China has been the world’s largest auto market since 2009, and if officials there are correct, it’s going to stay that way indefinitely as it emerges as a major economic player with a burgeoning population of urban consumers with money to spend. Last year, Chinese bought 22.1 million new passenger cars, SUVs, light trucks and vans, compared to the 15.6 million bought in the U.S.

As the home to nearly one out of every five people on Earth continues to expand its middle and upper classes, growth will continue even if fewer Chinese own cars relative to developed markets, says Liu Shijin, vice minister of the Development Research Center of the State Council, the agency responsible for policy research.

"My logic goes like this: now every 1,000 U.S. people have 800 vehicles and 1,000 Europeans have 600 vehicles. Even if we Chinese are frugal and 1,000 people own 400 vehicles from 2018 to 2020, that would be at least 50 million [new auto sales annually],” Liu told China Daily. Liu estimates that the Chinese auto market won’t peak for four to six years.

To put that into perspective: Chinese bought 22.1 million new motor vehicles last year compared to 15.6 million in the United States, the world’s No. 2 auto market based on sales volume.

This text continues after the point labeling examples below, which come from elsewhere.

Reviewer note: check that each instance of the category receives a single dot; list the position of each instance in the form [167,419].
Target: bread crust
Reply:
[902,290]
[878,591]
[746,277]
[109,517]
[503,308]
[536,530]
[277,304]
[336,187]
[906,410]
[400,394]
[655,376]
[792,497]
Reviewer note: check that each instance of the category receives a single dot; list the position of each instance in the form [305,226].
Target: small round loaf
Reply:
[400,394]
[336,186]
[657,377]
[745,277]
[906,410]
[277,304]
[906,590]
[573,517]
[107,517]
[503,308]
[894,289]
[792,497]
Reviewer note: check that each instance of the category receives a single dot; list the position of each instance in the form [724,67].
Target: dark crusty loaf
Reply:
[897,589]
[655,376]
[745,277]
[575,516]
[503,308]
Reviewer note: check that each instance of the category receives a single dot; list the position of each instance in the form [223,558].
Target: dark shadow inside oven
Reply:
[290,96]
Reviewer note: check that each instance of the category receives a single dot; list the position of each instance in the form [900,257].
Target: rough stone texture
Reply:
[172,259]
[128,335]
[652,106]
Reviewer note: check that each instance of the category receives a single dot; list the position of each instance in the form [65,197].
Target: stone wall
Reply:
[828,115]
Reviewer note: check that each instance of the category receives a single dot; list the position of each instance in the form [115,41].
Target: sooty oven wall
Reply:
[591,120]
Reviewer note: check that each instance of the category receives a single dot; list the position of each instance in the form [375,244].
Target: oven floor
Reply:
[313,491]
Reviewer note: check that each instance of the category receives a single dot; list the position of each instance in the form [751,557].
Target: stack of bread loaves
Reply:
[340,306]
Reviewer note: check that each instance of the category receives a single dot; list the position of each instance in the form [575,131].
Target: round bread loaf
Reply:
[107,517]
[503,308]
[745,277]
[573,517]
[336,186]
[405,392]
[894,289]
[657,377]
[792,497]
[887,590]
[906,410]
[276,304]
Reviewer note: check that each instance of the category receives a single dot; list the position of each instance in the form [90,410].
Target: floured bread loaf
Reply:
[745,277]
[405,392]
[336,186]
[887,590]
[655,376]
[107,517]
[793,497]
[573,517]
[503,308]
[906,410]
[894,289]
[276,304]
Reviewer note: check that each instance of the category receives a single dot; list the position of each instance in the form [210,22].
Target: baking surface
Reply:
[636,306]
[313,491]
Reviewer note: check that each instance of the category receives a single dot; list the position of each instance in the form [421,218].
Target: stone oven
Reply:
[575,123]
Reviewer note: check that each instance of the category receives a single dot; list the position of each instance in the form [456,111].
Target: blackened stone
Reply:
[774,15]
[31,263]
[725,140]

For the first six months of 2014, China auto sales rose 9 percent from the same period last year compared to 1.1 percent growth in the U.S.

If that pace continues, China could be nearly halfway to that 50 million mark by 2015. To reach 50 million by 2020 would require a much faster pace than today, but China certainly has enough people to spur this consumption. Currently about 85 percent of Chinese car buyers pay with cash, according to the China Association of Automobile Manufacturers, so the potential for auto lending is enormous.

But domestic Chinese producers, like SAIC Motor, Dongfeng Motor Corp., and FAW, the country’s top three car companies, are losing market share. While domestic producers still dominate, the cars they make are low-margin and unpopular. Chinese consumers that can afford foreign marques buy them.

Sales of domestic brands declined for the tenth consecutive month in June, according to CAAM’s latest sales data. Great Wall Motors, one of the few Chinese automakers that has had modest success selling cars globally, said last month that it delivered only half as many cars in the first six months of the year, largely due to a big drop in domestic demand.

Volkswagen AG (FRA:VOW3) and General Motors Co. (NYSE:GM), which entered the Chinese market decades ago, are the largest foreign automakers. Foreign car companies can form joint manufacturing ventures with up to three Chinese domestic automakers, which allows them to lower their operating costs by producing their cars inside the country.